Another Take On Blessing

Entrenched theists can go on believing that their God can interfere with the natural processes of existence by conveying her blessings on chosen individuals or groups. If you want to believe that God blesses America, you can, but be aware that it is an empty phrase.

Wavering or uncertain theists can go on struggling with whether or not God has the power to bless, or not bless, or maybe bless, certain chosen individuals and groups.

Many of us, have abandoned any notion that there is any such thing as a transcendent creator/overseer of the universe who can intervene to override its natural processes. We need to focus on blessing as a psycho/social dynamic.

Who do you love? Your kids? Your best friend forever? Your spouse and kids? Your mother and father?

In thinking about the people you love, what do you want for them? What do you wish and hope for them?

If you’re a decent human being, you want them to have a good life.
You want them to be healthy, well sheltered and fed.
You want them to live in loving harmony with others around them.
You would like them to be happy, even profoundly joyous.
Above all, you want them to have the strength and ability to cope with the threatening exigencies of life.

To sum it up. What you want for your beloved friends and family is for them to be blessed.

Johannes Pederson in his great four-volume work, Israel: Its Life and Culture, defined blessing in its holistic sense, as the ‘power to live.’ Giving a blessing means passing on the power to live to the one being blessed.

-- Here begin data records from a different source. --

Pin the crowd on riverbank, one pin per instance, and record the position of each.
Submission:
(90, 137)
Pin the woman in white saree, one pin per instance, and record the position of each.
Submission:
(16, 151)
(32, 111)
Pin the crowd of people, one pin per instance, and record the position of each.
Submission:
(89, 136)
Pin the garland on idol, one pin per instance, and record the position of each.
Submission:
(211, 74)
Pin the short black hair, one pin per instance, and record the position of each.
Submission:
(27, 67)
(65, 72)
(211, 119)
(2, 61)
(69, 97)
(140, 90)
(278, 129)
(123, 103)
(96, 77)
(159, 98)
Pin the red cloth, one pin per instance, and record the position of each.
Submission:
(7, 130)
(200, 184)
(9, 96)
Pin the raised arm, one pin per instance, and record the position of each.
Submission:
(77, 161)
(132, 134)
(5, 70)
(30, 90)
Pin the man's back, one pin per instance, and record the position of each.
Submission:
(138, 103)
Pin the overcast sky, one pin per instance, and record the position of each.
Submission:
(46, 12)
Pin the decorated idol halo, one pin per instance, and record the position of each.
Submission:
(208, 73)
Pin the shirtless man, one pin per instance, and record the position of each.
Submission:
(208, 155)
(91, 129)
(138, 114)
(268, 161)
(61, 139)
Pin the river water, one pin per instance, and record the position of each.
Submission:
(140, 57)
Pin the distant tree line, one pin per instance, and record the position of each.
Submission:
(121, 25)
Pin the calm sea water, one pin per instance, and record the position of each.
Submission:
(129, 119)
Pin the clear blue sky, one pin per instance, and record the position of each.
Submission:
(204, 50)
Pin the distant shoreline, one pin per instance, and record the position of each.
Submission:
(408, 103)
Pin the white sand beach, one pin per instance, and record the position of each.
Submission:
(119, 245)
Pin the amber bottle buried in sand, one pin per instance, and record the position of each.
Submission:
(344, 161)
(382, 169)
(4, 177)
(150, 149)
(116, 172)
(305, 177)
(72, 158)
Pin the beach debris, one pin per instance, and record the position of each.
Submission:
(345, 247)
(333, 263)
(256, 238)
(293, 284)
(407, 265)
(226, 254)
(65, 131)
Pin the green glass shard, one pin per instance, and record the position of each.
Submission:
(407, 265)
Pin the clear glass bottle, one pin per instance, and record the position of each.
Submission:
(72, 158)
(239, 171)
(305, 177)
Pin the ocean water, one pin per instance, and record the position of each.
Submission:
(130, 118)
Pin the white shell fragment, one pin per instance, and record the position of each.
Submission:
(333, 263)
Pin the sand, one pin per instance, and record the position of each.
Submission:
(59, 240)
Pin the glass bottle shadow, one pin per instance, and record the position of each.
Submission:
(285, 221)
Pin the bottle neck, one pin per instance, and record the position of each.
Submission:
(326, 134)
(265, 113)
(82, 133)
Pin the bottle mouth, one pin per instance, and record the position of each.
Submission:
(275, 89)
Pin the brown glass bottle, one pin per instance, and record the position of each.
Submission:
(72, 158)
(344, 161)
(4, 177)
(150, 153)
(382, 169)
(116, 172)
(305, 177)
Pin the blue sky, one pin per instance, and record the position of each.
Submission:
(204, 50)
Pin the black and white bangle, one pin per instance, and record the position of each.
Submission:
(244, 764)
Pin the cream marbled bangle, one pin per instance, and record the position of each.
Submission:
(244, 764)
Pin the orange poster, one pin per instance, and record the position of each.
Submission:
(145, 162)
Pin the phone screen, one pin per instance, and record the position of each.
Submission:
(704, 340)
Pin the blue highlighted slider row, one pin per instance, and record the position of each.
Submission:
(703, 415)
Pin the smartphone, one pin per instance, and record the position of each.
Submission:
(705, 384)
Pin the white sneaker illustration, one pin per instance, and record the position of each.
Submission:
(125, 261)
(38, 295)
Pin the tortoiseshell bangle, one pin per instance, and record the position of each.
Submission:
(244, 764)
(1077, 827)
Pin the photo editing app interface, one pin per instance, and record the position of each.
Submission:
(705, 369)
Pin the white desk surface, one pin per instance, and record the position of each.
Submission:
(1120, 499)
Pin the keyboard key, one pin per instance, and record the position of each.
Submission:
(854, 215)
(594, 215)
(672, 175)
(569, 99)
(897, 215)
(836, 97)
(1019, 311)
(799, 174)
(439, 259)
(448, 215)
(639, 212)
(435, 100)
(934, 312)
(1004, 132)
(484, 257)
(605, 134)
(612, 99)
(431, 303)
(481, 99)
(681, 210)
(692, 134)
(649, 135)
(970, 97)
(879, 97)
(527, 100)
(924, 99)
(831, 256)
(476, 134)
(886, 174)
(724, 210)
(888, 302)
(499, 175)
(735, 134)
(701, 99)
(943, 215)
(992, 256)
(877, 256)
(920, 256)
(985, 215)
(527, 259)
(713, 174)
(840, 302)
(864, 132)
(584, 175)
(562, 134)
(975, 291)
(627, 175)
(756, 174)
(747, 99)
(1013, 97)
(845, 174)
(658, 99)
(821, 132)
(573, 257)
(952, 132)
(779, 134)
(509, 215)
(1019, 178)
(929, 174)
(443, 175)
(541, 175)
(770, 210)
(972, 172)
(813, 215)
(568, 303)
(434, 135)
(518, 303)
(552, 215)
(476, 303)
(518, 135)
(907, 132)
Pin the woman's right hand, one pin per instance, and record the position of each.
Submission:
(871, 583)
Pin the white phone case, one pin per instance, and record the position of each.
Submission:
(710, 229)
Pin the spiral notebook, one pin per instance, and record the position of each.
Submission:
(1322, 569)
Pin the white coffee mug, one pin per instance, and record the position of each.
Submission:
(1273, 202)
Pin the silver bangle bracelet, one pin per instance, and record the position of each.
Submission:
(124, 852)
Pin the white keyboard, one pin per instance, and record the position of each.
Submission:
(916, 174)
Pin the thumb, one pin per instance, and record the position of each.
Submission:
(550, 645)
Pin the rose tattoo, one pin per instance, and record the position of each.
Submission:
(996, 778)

Pederson believed that “objective thought, that is to say, inactive, disinterested thought” does not exist in most instances. Thus, he was committed to the assumption that the full social context is necessary to understanding written texts. Pedersen exhibited an “exceptional ability to enter into the spirit of the ancient Oriental trains of thought,” as demonstrated in his primary work, Israel: Its Life and Culture, in four volumes (1920–34; Eng. trans. 1926–40.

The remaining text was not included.